Vaccinaties

Vaccinatie is een manier om uw paard te beschermen tegen verschillende besmettelijke ziektes. Bij vaccinatie wordt het paard geïnjecteerd met een dood of verzwakt vaccin. Hierop maakt het paard vervolgens een immuunreactie waardoor het een afweer tegen de ziekte opgebouwd.
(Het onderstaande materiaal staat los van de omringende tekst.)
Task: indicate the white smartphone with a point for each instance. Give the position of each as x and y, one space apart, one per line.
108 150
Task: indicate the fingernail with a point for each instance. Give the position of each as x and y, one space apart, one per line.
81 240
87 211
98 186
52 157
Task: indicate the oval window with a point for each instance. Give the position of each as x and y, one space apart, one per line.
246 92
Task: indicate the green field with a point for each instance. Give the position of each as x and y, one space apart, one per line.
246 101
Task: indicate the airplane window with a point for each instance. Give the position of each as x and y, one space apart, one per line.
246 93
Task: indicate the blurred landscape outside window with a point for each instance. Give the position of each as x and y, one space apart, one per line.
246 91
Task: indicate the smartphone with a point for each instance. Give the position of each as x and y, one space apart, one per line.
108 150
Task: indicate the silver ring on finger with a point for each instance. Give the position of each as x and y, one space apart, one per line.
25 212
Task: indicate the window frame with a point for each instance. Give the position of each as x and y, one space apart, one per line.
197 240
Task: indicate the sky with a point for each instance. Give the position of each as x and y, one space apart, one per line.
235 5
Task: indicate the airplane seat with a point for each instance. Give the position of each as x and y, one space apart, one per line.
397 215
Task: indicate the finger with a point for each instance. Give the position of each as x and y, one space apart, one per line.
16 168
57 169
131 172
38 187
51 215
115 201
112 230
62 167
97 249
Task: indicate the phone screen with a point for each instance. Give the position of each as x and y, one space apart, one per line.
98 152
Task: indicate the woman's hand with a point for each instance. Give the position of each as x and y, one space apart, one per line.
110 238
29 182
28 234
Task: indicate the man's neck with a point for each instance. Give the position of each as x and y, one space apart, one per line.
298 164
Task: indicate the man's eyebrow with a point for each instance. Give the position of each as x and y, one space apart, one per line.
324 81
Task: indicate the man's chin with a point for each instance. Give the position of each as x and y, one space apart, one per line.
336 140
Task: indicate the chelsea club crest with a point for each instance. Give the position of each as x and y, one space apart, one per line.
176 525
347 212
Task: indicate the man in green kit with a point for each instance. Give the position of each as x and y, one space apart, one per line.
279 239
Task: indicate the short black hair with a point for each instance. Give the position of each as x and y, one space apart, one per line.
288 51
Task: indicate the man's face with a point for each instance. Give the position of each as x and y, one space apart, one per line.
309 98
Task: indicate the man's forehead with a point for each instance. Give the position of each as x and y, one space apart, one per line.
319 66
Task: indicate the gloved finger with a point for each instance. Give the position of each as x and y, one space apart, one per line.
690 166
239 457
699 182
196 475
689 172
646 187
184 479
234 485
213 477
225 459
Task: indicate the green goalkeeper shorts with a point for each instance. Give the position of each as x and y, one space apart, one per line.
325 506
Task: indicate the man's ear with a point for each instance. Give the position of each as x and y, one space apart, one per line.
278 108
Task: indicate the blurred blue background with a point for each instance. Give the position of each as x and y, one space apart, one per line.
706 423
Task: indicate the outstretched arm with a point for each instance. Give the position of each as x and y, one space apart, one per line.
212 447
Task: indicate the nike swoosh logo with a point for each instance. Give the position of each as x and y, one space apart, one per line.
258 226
We kunnen tegen de volgende besmettelijke ziektes vaccineren:

Influenza en tetanus

In Nederland worden paarden routinematig gevaccineerd tegen influenza, vaak in combinatie met een vaccin tegen tetanus. Er zijn echter ook vaccins tegen enkel influenza óf tetanus verkrijgbaar. Vanuit de KNHS is het verplicht jaarlijks tegen influenza te vaccineren. Voor internationale evenementen gelden de richtlijnen van de FEI om elk halfjaar tegen influenza te vaccineren. Daarnaast is een basisvaccinatie verplicht welke bestaat uit twee vaccinaties met minimaal 21 en maximaal 92 dagen tussentijd. Belangrijk om te weten is dat uw paard niet deel mag nemen aan een wedstrijd binnen 7 dagen na vaccinatie. Veulens krijgen op 6 maanden leeftijd de eerste vaccinatie, de tweede vaccinatie met minimaal 21 en maximaal 92 dagen tussentijd en de derde vaccinatie 5 maanden na de tweede. Vervolgens wordt het veulen jaarlijks gevaccineerd.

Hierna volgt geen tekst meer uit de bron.